As we talk in her apartment and around her city, Lorde often repeats how “terrified” she is to open up about the album — and to let the world hear it. There are songs she forebodingly describes as “rugged,” vulnerable, and messy, fitting for an artist who’s unlearning the conditioning that taught her to be digestible and “good.” 

“There’s going to be a lot of people who don’t think I’m a good girl anymore, a good woman. It’s over,” she promises, eyes bright and full of fire. “It will be over for a lot of people, and then for some people, I will have arrived. I’ll be where they always hoped I’d be.”

Max Changes Name Back to HBO Max

HBO

Variety:

This summer, streamer Max will bend the knee and rebrand back to its original name, HBO Max. 

The change comes just over two years after Warner Bros. Discovery decided to drop HBO from the streamer’s name to become just Max. Note that while HBO and Max have carried separate commercial branding during that time, they’ve competed under one “HBO/Max” label for industry awards.

LOL.

Apple Music/UMG Launch “Sound Therapy” Songs

Variety:

Apple Music, under an exclusive deal with Universal Music Group, is rolling out a collection of instrumental versions of pop songs — crafted based on audio science — that it claims can help you better sleep, relax and focus.

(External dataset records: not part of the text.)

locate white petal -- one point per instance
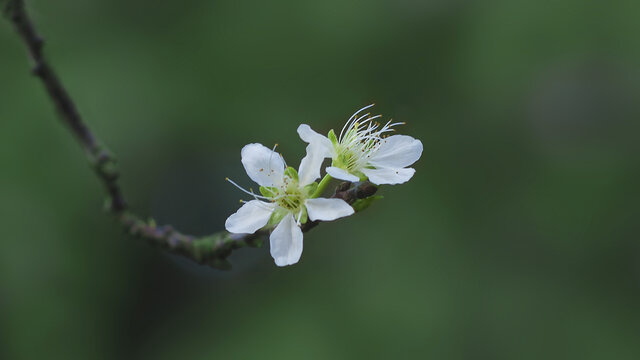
(286, 242)
(327, 209)
(250, 217)
(263, 165)
(341, 174)
(389, 176)
(397, 151)
(310, 164)
(309, 136)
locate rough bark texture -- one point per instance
(211, 250)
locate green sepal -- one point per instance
(332, 137)
(269, 192)
(277, 216)
(362, 204)
(310, 189)
(291, 172)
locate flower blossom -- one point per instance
(363, 150)
(286, 201)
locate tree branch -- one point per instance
(211, 250)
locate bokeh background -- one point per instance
(516, 239)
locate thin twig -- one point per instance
(212, 250)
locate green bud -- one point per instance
(362, 204)
(304, 217)
(332, 137)
(292, 173)
(277, 215)
(310, 189)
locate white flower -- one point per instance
(285, 202)
(362, 150)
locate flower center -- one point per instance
(359, 139)
(289, 195)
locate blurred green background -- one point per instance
(516, 239)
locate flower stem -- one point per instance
(321, 186)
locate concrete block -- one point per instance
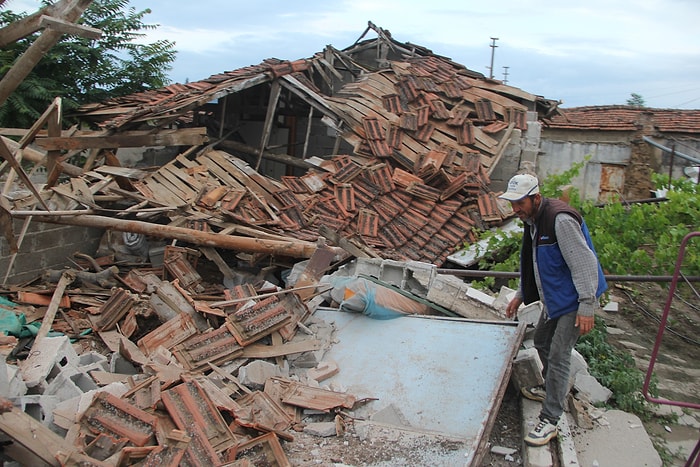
(530, 314)
(505, 295)
(4, 377)
(578, 365)
(367, 266)
(322, 429)
(70, 383)
(391, 415)
(119, 364)
(527, 369)
(579, 413)
(47, 359)
(480, 296)
(630, 446)
(591, 389)
(16, 386)
(534, 456)
(445, 290)
(257, 372)
(39, 407)
(94, 361)
(392, 272)
(322, 371)
(419, 277)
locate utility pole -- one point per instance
(493, 51)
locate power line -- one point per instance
(493, 52)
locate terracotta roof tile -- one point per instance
(626, 118)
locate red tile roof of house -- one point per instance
(626, 118)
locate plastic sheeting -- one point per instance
(358, 295)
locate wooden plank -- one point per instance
(182, 137)
(271, 351)
(220, 172)
(174, 189)
(188, 193)
(157, 192)
(66, 279)
(126, 172)
(242, 177)
(192, 182)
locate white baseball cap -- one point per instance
(520, 186)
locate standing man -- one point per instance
(559, 267)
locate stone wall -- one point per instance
(45, 246)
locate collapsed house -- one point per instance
(382, 152)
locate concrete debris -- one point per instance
(148, 357)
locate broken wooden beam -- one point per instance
(183, 137)
(66, 279)
(292, 248)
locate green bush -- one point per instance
(615, 370)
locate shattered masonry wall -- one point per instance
(46, 246)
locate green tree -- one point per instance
(636, 100)
(81, 70)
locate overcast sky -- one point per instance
(596, 52)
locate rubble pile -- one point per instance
(163, 365)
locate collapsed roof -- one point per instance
(400, 170)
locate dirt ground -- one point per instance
(633, 328)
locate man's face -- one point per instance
(526, 207)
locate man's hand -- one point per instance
(512, 307)
(585, 323)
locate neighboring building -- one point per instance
(625, 145)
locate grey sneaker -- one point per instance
(543, 433)
(534, 393)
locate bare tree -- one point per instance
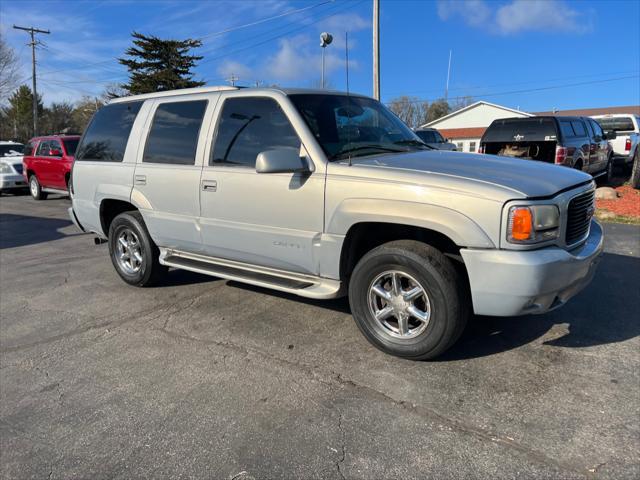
(9, 70)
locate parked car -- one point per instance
(11, 167)
(47, 164)
(322, 194)
(576, 142)
(625, 145)
(434, 139)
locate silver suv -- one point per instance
(324, 194)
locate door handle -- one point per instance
(209, 185)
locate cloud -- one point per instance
(517, 16)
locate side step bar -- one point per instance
(299, 284)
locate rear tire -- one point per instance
(133, 253)
(408, 300)
(36, 189)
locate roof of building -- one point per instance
(457, 133)
(474, 105)
(587, 112)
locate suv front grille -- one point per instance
(579, 213)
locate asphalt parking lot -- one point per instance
(204, 378)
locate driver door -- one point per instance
(265, 219)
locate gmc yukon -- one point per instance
(324, 194)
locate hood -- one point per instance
(526, 178)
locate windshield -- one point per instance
(70, 146)
(348, 126)
(430, 136)
(618, 124)
(11, 150)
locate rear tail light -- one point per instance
(561, 155)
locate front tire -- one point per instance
(36, 189)
(408, 299)
(133, 253)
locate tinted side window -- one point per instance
(43, 149)
(578, 127)
(596, 128)
(106, 137)
(248, 126)
(174, 133)
(55, 145)
(28, 150)
(566, 129)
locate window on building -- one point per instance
(174, 133)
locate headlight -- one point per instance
(533, 224)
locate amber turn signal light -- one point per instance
(521, 223)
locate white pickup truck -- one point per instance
(625, 145)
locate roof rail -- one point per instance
(172, 93)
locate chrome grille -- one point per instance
(579, 213)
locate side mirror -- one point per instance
(281, 160)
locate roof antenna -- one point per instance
(346, 54)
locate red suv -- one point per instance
(47, 164)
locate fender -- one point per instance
(458, 227)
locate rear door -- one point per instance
(167, 175)
(56, 165)
(41, 164)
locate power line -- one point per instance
(233, 52)
(553, 87)
(263, 20)
(32, 31)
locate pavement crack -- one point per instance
(343, 449)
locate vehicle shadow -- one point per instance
(605, 312)
(22, 230)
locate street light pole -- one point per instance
(376, 49)
(32, 31)
(325, 39)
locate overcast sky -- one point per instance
(527, 54)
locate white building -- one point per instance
(466, 126)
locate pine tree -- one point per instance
(156, 64)
(18, 115)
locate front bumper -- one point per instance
(12, 181)
(506, 282)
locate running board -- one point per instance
(55, 190)
(299, 284)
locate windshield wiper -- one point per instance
(366, 147)
(414, 143)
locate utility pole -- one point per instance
(32, 31)
(376, 49)
(446, 90)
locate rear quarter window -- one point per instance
(567, 129)
(106, 137)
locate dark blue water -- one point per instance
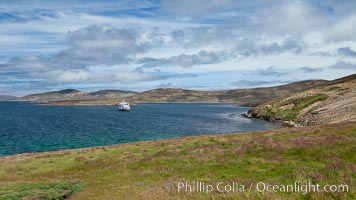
(29, 127)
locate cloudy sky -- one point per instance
(194, 44)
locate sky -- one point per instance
(193, 44)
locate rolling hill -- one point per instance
(330, 102)
(243, 97)
(76, 95)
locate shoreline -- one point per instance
(284, 123)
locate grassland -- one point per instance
(319, 154)
(332, 102)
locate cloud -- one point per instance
(184, 60)
(346, 51)
(96, 45)
(197, 7)
(89, 46)
(252, 83)
(343, 66)
(271, 71)
(311, 69)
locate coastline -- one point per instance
(116, 170)
(283, 122)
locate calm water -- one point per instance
(28, 127)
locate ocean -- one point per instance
(30, 127)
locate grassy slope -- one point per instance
(332, 102)
(323, 155)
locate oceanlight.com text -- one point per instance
(263, 187)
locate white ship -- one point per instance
(124, 106)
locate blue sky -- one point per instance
(192, 44)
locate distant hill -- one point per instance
(244, 97)
(7, 97)
(330, 102)
(76, 95)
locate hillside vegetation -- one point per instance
(151, 170)
(331, 102)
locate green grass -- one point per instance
(277, 111)
(322, 155)
(46, 191)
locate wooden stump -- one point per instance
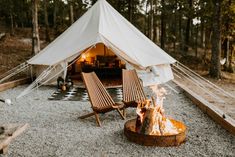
(155, 140)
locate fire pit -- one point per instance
(155, 140)
(152, 127)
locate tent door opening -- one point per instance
(102, 61)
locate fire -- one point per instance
(151, 119)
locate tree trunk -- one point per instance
(180, 31)
(71, 13)
(12, 23)
(55, 13)
(215, 67)
(230, 68)
(226, 46)
(196, 40)
(48, 39)
(151, 19)
(163, 26)
(130, 10)
(188, 28)
(35, 37)
(202, 33)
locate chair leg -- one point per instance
(124, 112)
(97, 119)
(121, 114)
(87, 115)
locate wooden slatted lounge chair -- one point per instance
(101, 101)
(132, 88)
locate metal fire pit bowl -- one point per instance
(155, 140)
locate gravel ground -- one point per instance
(56, 131)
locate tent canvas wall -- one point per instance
(103, 24)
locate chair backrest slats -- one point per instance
(99, 96)
(132, 87)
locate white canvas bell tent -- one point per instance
(103, 24)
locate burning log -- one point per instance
(148, 121)
(152, 127)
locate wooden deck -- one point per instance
(211, 100)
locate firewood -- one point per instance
(148, 121)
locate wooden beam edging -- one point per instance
(215, 113)
(12, 84)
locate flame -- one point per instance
(161, 124)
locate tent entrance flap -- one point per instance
(100, 59)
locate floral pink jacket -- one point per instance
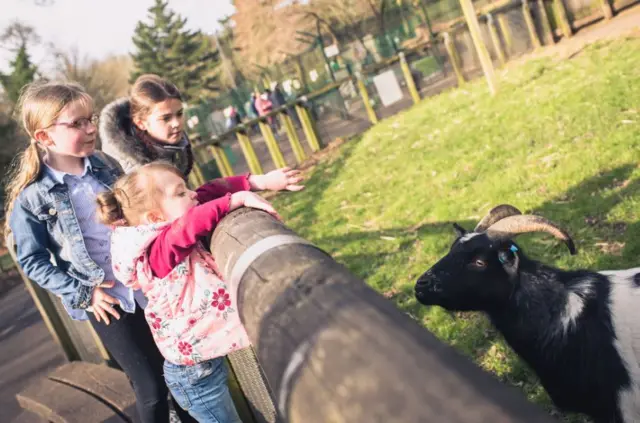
(192, 312)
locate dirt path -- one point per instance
(625, 23)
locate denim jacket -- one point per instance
(43, 223)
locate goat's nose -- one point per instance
(425, 279)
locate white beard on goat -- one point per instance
(625, 303)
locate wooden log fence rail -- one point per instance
(334, 350)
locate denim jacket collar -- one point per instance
(49, 179)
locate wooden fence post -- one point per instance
(481, 49)
(298, 151)
(373, 118)
(560, 14)
(411, 85)
(495, 39)
(531, 28)
(454, 57)
(546, 25)
(506, 33)
(222, 161)
(249, 153)
(607, 10)
(272, 144)
(308, 128)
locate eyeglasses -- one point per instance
(81, 123)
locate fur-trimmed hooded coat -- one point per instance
(120, 141)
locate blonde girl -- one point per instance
(157, 246)
(52, 211)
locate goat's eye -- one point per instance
(479, 264)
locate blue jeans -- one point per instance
(202, 390)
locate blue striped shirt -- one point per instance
(83, 190)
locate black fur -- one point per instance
(581, 369)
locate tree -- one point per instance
(264, 29)
(22, 73)
(18, 35)
(187, 58)
(105, 80)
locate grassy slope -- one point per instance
(560, 139)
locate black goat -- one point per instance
(579, 330)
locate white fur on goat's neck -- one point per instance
(624, 301)
(575, 303)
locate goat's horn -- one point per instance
(515, 225)
(495, 214)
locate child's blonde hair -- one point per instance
(133, 195)
(40, 104)
(149, 90)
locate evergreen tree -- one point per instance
(187, 58)
(22, 73)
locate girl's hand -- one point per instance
(250, 199)
(102, 303)
(279, 179)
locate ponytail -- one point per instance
(24, 170)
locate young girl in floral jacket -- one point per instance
(157, 247)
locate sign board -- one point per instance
(332, 50)
(388, 87)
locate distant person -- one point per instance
(232, 118)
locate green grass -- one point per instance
(561, 139)
(426, 66)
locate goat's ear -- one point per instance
(460, 231)
(508, 256)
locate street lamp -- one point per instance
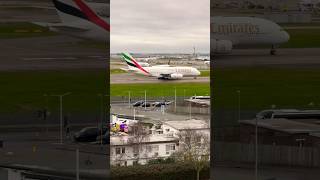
(129, 100)
(175, 99)
(61, 108)
(239, 109)
(256, 145)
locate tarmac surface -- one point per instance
(285, 57)
(49, 53)
(130, 78)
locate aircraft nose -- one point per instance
(198, 73)
(286, 36)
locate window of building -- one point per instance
(155, 147)
(118, 150)
(170, 147)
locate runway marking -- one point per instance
(49, 58)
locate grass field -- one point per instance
(303, 38)
(160, 89)
(204, 73)
(24, 91)
(260, 88)
(22, 30)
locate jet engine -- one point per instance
(221, 46)
(176, 76)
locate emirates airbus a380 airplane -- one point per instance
(81, 19)
(229, 32)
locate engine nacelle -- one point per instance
(221, 46)
(176, 76)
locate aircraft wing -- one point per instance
(61, 27)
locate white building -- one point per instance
(130, 150)
(174, 128)
(162, 141)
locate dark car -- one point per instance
(88, 134)
(105, 138)
(145, 104)
(137, 104)
(163, 103)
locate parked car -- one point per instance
(88, 134)
(137, 104)
(105, 138)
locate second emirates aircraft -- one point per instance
(165, 72)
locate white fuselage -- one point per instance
(157, 71)
(247, 31)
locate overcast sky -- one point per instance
(160, 26)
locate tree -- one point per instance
(194, 148)
(138, 136)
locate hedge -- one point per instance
(172, 171)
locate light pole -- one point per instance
(175, 99)
(129, 100)
(46, 112)
(256, 145)
(239, 105)
(101, 116)
(190, 110)
(77, 165)
(61, 116)
(145, 100)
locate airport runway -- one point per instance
(303, 57)
(50, 53)
(129, 78)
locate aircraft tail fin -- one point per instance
(68, 11)
(132, 63)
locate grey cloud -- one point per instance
(160, 25)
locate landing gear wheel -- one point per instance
(273, 52)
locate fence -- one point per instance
(267, 154)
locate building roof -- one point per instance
(188, 124)
(285, 125)
(150, 139)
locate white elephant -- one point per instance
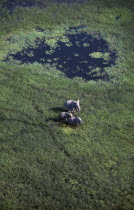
(72, 106)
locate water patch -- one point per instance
(11, 5)
(76, 54)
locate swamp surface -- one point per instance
(50, 52)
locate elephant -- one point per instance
(64, 116)
(74, 121)
(72, 106)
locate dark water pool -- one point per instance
(12, 4)
(83, 56)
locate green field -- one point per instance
(46, 164)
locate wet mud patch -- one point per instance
(76, 54)
(11, 5)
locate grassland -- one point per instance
(49, 165)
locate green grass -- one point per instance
(47, 164)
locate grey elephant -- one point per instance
(64, 116)
(75, 121)
(72, 105)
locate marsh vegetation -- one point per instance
(50, 54)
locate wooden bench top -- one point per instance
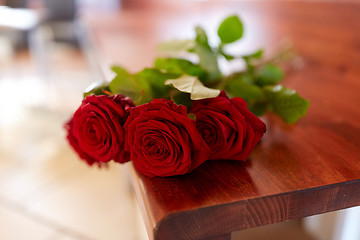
(308, 168)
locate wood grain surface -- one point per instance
(300, 170)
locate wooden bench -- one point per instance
(308, 168)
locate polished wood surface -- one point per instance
(304, 169)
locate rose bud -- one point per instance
(162, 140)
(227, 126)
(96, 129)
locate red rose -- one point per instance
(162, 140)
(96, 130)
(227, 126)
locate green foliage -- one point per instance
(286, 103)
(184, 81)
(230, 30)
(176, 45)
(96, 89)
(192, 85)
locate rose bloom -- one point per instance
(227, 126)
(96, 129)
(162, 140)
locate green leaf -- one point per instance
(193, 86)
(132, 86)
(156, 79)
(258, 108)
(231, 29)
(201, 37)
(242, 87)
(96, 89)
(286, 103)
(179, 66)
(269, 75)
(207, 58)
(119, 70)
(176, 45)
(256, 55)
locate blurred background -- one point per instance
(47, 59)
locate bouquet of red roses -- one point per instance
(181, 115)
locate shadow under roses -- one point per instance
(214, 181)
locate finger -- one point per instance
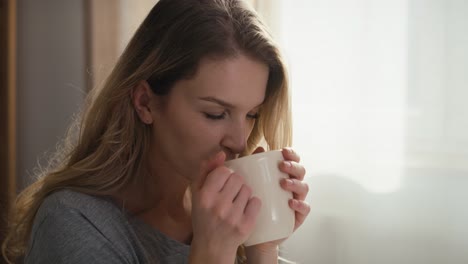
(258, 150)
(299, 189)
(232, 187)
(206, 167)
(294, 169)
(241, 200)
(290, 154)
(302, 210)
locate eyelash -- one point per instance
(223, 115)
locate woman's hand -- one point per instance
(299, 188)
(223, 213)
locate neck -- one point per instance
(163, 201)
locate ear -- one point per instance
(141, 99)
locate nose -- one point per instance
(235, 137)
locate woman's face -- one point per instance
(212, 111)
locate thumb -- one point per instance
(258, 150)
(206, 167)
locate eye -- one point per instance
(253, 116)
(215, 117)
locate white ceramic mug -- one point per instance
(262, 174)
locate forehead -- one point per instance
(239, 80)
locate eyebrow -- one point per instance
(217, 101)
(221, 102)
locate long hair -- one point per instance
(107, 147)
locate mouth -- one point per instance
(230, 155)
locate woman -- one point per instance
(142, 180)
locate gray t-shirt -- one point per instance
(72, 227)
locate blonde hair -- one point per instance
(107, 148)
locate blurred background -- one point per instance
(379, 91)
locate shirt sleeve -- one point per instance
(67, 236)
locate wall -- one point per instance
(51, 76)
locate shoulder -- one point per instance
(75, 226)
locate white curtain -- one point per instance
(380, 118)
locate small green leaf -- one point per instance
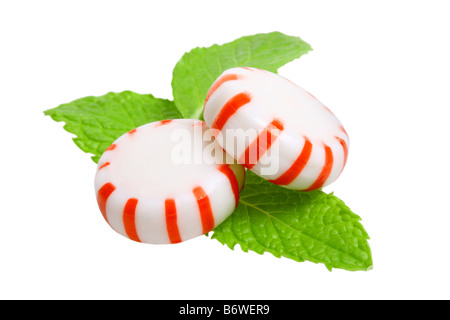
(312, 226)
(196, 71)
(99, 121)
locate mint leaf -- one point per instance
(99, 121)
(312, 226)
(196, 71)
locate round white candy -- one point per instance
(276, 129)
(166, 182)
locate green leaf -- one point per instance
(99, 121)
(196, 71)
(312, 226)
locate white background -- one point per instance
(381, 66)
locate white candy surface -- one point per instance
(148, 194)
(292, 140)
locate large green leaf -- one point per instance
(99, 121)
(194, 74)
(312, 226)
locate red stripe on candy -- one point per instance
(129, 219)
(204, 206)
(326, 170)
(226, 170)
(171, 221)
(104, 165)
(260, 145)
(345, 147)
(103, 195)
(229, 109)
(297, 167)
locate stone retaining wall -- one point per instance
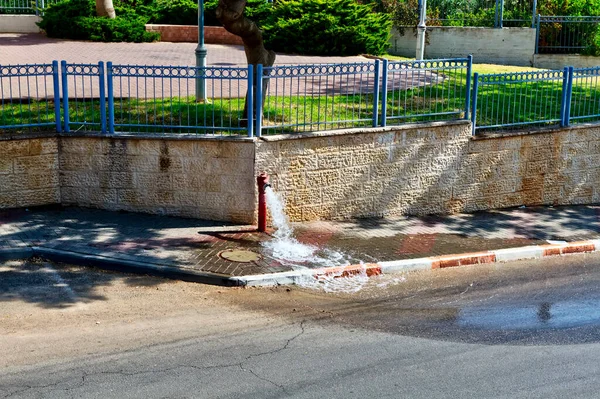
(29, 172)
(412, 169)
(189, 33)
(428, 169)
(207, 179)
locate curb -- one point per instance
(429, 263)
(298, 276)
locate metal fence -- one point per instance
(111, 98)
(35, 7)
(566, 35)
(490, 13)
(29, 97)
(503, 102)
(284, 99)
(162, 99)
(318, 97)
(429, 90)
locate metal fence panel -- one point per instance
(162, 99)
(566, 34)
(429, 90)
(585, 95)
(29, 97)
(35, 7)
(514, 100)
(84, 98)
(305, 98)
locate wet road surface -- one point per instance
(526, 329)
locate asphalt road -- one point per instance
(528, 329)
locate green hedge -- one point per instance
(319, 27)
(326, 27)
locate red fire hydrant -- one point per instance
(263, 182)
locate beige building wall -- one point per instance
(559, 61)
(508, 46)
(19, 23)
(208, 179)
(29, 172)
(412, 169)
(428, 169)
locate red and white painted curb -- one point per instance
(434, 262)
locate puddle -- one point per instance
(545, 315)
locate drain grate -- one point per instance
(240, 255)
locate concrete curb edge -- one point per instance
(300, 275)
(428, 263)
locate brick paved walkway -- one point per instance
(189, 244)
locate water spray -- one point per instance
(262, 181)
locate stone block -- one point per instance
(79, 179)
(323, 178)
(7, 183)
(233, 149)
(236, 184)
(75, 162)
(14, 148)
(310, 162)
(43, 146)
(81, 145)
(145, 181)
(109, 179)
(75, 196)
(36, 181)
(7, 200)
(6, 166)
(46, 196)
(102, 197)
(372, 156)
(39, 163)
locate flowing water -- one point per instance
(290, 252)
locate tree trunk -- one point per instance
(104, 8)
(231, 14)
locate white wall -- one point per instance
(509, 46)
(19, 24)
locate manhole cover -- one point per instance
(239, 255)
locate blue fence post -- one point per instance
(474, 102)
(111, 98)
(384, 85)
(258, 105)
(376, 94)
(567, 120)
(102, 97)
(65, 87)
(533, 13)
(468, 96)
(56, 85)
(250, 105)
(537, 34)
(563, 100)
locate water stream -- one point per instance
(290, 252)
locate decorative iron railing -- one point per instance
(35, 7)
(566, 34)
(111, 98)
(511, 101)
(281, 99)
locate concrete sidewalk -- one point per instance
(190, 249)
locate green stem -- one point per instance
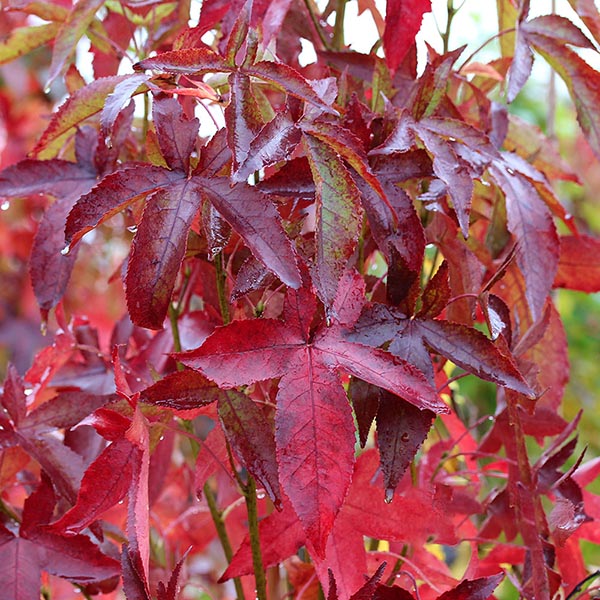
(338, 28)
(257, 563)
(215, 513)
(175, 331)
(221, 280)
(217, 517)
(317, 25)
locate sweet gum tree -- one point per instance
(258, 381)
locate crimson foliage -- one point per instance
(322, 257)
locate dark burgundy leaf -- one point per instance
(157, 252)
(253, 216)
(401, 429)
(476, 589)
(530, 221)
(114, 193)
(338, 216)
(365, 401)
(190, 61)
(274, 143)
(177, 134)
(579, 264)
(182, 390)
(290, 80)
(402, 23)
(251, 436)
(244, 121)
(105, 483)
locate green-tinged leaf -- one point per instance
(257, 221)
(243, 119)
(338, 213)
(191, 61)
(274, 143)
(115, 192)
(579, 264)
(315, 467)
(530, 221)
(582, 81)
(290, 80)
(157, 252)
(22, 40)
(76, 24)
(81, 105)
(252, 438)
(588, 13)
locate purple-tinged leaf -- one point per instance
(475, 589)
(157, 252)
(471, 350)
(49, 268)
(177, 134)
(22, 40)
(13, 396)
(64, 411)
(579, 77)
(257, 221)
(338, 215)
(401, 429)
(251, 436)
(530, 221)
(105, 483)
(587, 10)
(118, 99)
(579, 264)
(80, 105)
(274, 143)
(190, 61)
(402, 23)
(56, 177)
(348, 146)
(315, 467)
(280, 536)
(78, 21)
(19, 566)
(114, 193)
(520, 67)
(135, 585)
(365, 401)
(243, 353)
(290, 80)
(244, 121)
(182, 390)
(436, 294)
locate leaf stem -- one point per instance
(221, 280)
(317, 25)
(338, 28)
(257, 562)
(217, 517)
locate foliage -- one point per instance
(310, 288)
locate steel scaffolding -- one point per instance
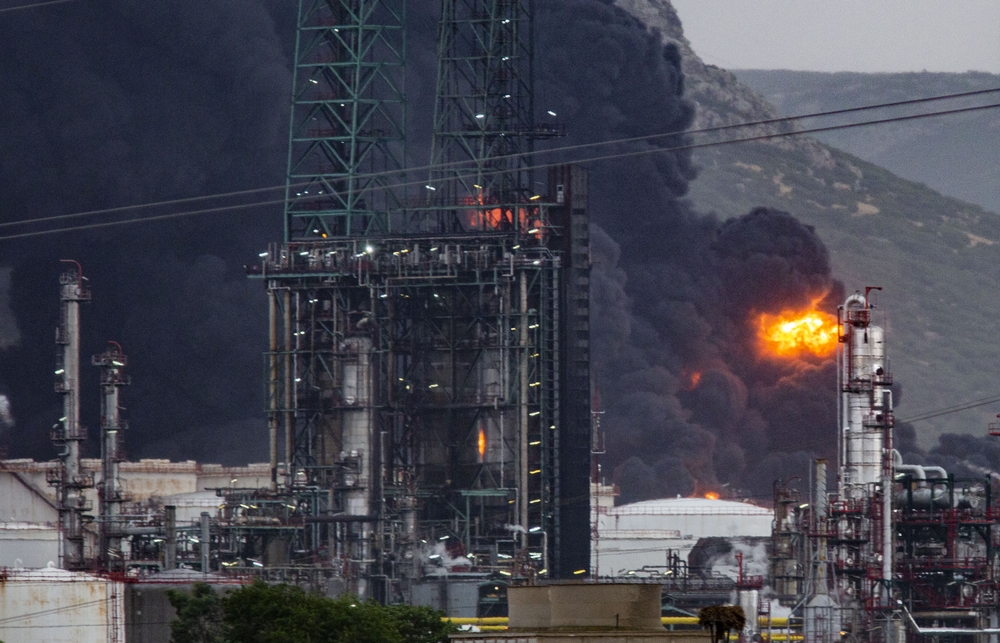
(427, 358)
(347, 133)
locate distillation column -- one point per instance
(111, 362)
(358, 442)
(866, 401)
(67, 433)
(866, 463)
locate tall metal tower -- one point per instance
(67, 433)
(111, 362)
(419, 357)
(484, 120)
(348, 119)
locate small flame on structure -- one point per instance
(690, 379)
(793, 333)
(478, 218)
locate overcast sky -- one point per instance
(845, 35)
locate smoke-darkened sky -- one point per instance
(115, 103)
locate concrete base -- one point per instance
(585, 637)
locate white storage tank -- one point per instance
(26, 544)
(636, 539)
(59, 606)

Apple Music’s Sound Therapy collection takes well-known songs and blends in “special sound waves designed to enhance users’ daily routines, while retaining the artist’s original vision,” according to the companies. For example, a “dreamy version of Katy Perry’s ‘Double Rainbow’… could help listeners drift off to sleep.”

SoundCloud Changes Policies Around AI Training

Soundcloud

Kyle Wiggers, writing at TechCrunch:

SoundCloud appears to have quietly changed its terms of use to allow the company to train AI on audio that users upload to its platform.

As spotted by tech ethicist Ed Newton-Rex, the latest version of SoundCloud’s terms include a provision giving the platform permission to use uploaded content to “inform, train, [or] develop” AI.

And, SoundCloud responded:

The February 2024 update to our terms of service was intended to clarify how content may interact with AI technologies within SoundCloud’s own platform. Use cases include personalized recommendations, content organization, fraud detection, and improvements to content identification with the help of AI technologies.

Trump Fires Top US Copyright Official

Ashley King, writing at Digital Music News:

“Donald Trump’s termination of Register of Copyrights, Shira Perlmutter, is a brazen, unprecedented power grab with no legal basis,” said Morelle. “It is surely no coincidence he acted less than a day after she refused to rubber-stamp Elon Musk’s efforts to mine troves of copyrighted works to train AI models.”

Morelle also linked to a pre-publication draft of a US Copyright Office report released last week—the third part in a longer report—that focuses on copyright and artificial intelligence. The report outlines that, while each case’s outcome cannot be pre-judged, there are limitations on the amount that AI companies can count on “fair use” as a defense when training their large language models (LLMs) on copyrighted work.